Jacques Dessange pourra diffuser son livre sur Internet à condition que soient retirées les attaques contre son fils.

Le tribunal de grande instance de Paris a accordé lundi au coiffeur Jacques Dessange le droit de diffuser son livre "Le complot" sur des sites Internet à son nom, mais l'a l'obligé à en supprimer tous les passages dans lesquels il attaque violemment son fils Benjamin.

Jacques Dessange, ancien coiffeur des stars et fondateur du groupe portant son nom, le 22 Octobre 2011.
Jacques Dessange, ancien coiffeur des stars et fondateur du groupe portant son nom, le 22 Octobre 2011. (ALAIN JOCARD / AFP)

Le tribunal de grande instance de Paris a accordé lundi au coiffeur Jacques Dessange le droit de diffuser son livre "Le complot" sur des sites Internet à son nom, mais l'a l'obligé à en supprimer tous les passages dans lesquels il attaque violemment son fils Benjamin.

Le fondateur des salons de coiffure éponymes, âgé de 86 ans, a écrit un ouvrage d'une quarantaine de pages intitulé "Le complot". Dans cet ouvrage Jacques Dessange avait fait de nombreux griefs d'ordre personnel et professionnel à son fils, l'accusant notamment de l'avoir évincé du groupe lorsque celui-ci a été vendu en 2008.

A la suite de la publication du livre, Jacques Dessange a été poursuivi en justice par Dessange International en raison des attaques contre Benjamin, président du directoire de la société.

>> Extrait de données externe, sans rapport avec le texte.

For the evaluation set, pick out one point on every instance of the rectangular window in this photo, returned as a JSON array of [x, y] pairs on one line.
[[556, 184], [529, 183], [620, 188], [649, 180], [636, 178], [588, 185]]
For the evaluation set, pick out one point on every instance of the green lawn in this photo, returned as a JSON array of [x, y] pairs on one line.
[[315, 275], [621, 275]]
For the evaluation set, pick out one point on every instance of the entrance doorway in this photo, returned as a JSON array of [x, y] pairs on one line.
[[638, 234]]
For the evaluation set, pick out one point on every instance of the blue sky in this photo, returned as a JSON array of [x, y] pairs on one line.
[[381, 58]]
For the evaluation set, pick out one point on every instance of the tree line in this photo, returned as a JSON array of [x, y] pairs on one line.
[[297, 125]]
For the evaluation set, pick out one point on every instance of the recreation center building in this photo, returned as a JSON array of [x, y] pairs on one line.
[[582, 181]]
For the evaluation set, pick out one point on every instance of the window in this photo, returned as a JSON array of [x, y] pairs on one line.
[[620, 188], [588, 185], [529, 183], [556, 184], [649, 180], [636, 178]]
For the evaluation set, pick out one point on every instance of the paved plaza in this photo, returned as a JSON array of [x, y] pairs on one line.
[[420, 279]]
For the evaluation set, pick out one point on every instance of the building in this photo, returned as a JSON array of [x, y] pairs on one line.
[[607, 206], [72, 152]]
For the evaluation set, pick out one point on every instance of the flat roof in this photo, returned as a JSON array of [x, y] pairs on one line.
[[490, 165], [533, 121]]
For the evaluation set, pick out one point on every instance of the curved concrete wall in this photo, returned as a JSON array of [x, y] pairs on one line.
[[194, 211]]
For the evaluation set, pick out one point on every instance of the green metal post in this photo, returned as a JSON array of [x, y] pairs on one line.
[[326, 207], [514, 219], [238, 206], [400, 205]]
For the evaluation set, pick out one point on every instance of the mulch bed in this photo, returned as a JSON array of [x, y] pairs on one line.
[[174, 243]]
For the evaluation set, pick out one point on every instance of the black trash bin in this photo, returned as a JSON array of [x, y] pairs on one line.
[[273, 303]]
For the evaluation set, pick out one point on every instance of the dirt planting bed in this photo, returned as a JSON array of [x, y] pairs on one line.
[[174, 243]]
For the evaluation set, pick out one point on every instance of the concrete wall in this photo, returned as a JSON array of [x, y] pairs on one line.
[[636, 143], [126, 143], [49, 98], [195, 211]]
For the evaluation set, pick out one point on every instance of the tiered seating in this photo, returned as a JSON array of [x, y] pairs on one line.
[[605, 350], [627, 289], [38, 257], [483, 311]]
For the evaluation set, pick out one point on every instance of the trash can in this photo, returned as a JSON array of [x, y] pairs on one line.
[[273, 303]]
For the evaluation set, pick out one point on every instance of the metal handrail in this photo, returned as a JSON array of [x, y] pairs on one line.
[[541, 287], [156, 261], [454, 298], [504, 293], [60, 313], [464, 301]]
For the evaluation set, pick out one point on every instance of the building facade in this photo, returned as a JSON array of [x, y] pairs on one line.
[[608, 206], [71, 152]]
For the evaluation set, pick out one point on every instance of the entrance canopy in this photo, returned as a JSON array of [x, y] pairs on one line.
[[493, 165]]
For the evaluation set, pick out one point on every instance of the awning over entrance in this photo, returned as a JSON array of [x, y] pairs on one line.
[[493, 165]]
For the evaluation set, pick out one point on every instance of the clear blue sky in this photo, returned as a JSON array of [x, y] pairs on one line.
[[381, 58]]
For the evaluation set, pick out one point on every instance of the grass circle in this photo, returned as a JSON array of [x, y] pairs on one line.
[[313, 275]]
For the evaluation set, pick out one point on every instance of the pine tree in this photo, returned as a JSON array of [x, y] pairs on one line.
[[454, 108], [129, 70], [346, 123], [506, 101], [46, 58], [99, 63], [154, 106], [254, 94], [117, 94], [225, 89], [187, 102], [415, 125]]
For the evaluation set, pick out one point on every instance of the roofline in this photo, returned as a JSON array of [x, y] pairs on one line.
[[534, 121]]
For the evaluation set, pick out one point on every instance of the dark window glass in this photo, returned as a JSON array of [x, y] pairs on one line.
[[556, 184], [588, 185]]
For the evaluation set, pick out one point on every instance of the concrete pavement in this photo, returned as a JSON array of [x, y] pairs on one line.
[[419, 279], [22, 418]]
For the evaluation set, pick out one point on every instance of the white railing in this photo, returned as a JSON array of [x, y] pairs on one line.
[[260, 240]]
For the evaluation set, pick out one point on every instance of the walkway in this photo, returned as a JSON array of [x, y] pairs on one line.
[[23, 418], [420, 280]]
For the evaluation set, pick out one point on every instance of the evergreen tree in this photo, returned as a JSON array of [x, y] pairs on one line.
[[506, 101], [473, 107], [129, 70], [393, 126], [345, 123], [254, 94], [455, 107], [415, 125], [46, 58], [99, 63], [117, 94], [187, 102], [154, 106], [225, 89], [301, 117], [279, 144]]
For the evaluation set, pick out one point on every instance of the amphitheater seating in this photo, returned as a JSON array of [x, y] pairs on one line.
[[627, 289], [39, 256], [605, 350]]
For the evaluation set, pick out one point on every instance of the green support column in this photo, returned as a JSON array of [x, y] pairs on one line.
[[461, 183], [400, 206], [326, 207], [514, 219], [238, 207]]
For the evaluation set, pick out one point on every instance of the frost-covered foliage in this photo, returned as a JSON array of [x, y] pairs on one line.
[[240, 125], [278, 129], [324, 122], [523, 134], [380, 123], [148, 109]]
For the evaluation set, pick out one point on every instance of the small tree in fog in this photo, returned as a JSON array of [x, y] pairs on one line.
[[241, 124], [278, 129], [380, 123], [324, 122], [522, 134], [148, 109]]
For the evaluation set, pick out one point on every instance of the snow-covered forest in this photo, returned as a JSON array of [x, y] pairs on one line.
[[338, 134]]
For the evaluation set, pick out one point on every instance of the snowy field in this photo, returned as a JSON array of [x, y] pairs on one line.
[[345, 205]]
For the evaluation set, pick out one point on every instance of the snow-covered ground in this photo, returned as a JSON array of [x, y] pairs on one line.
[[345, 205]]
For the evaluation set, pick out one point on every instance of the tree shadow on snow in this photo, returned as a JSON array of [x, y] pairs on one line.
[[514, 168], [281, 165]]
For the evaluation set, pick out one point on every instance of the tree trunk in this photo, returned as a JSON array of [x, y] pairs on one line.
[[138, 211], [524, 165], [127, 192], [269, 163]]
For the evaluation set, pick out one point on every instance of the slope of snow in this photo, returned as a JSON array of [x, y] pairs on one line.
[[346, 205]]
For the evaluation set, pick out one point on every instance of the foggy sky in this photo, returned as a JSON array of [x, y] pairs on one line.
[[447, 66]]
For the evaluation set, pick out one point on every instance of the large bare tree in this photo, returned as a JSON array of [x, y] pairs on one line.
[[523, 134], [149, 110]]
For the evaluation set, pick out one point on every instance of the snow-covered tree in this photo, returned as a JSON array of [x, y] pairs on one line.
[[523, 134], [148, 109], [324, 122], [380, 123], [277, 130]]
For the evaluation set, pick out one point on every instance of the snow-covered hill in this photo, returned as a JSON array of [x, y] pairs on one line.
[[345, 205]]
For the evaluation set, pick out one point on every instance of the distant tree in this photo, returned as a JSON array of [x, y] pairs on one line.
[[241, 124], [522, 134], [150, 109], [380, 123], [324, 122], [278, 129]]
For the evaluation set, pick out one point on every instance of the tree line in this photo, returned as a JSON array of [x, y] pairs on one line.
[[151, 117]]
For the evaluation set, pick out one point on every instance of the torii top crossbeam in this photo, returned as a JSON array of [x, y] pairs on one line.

Dessange International demandait que Jacques Dessange ne puisse plus utiliser son nom sur des sites Internet créés pour diffuser l'ouvrage et l'interdiction de l'ouvrage.

Jacques Dessange devra supprimer des pages du livre

Selon l'ordonnance, le juge des référés a autorisé Jacques Dessange à utiliser son nom sur des sites Internet afin de diffuser l'ouvrage. Mais il lui a fait "injonction" de supprimer toutes les pages du "Complot" attaquant la vie privée de Benjamin Dessange, que ce soit pour une diffusion Internet ou "tout autre support".

M. Dessange a été condamné à payer un euro de dommages et intérêt à son fils et 1.200 euros de frais de procédure. S'il ne supprime pas les passages incriminés du livre, il sera en outre soumis à une astreinte provisoire de mille euros par infraction et par jour de retard, a décidé le tribunal.

Destiné lors de sa publication en février aux seuls franchisés Dessange, "Le complot" avait ensuite été largement diffusé sur internet notamment sur des sites créés début septembre par Jacques Dessange sous son nom.

"Grande satisfaction" de Benjamin Dessange

Dans un communiqué, Benjamin Dessange a déclaré "prendre acte avec grande satisfaction de la décision" du tribunal mais il se "réserve la possibilité de poursuivre la procédure judiciaire au fond afin de rétablir la vérité sur les mensonges et attaques infondées de Monsieur Jacques Dessange". Le président du directoire du groupe affirme notamment, que le départ à la retraite de son père "est une "décision prise de son propre chef lorsque sa mission de représentation a pris fin en janvier 2009".

En réponse à l'accusation de Jacques Dessange selon laquelle son fils l'aurait spolié, Benjamin Dessange estime que "la cession de parts en 2008 et en 2010 - d'un montant de 40 millions d'euros - a été réalisée en toute transparence" et "à aucun moment je n'ai bénéficié financièrement de cette cession faite à un tiers", écrit-il.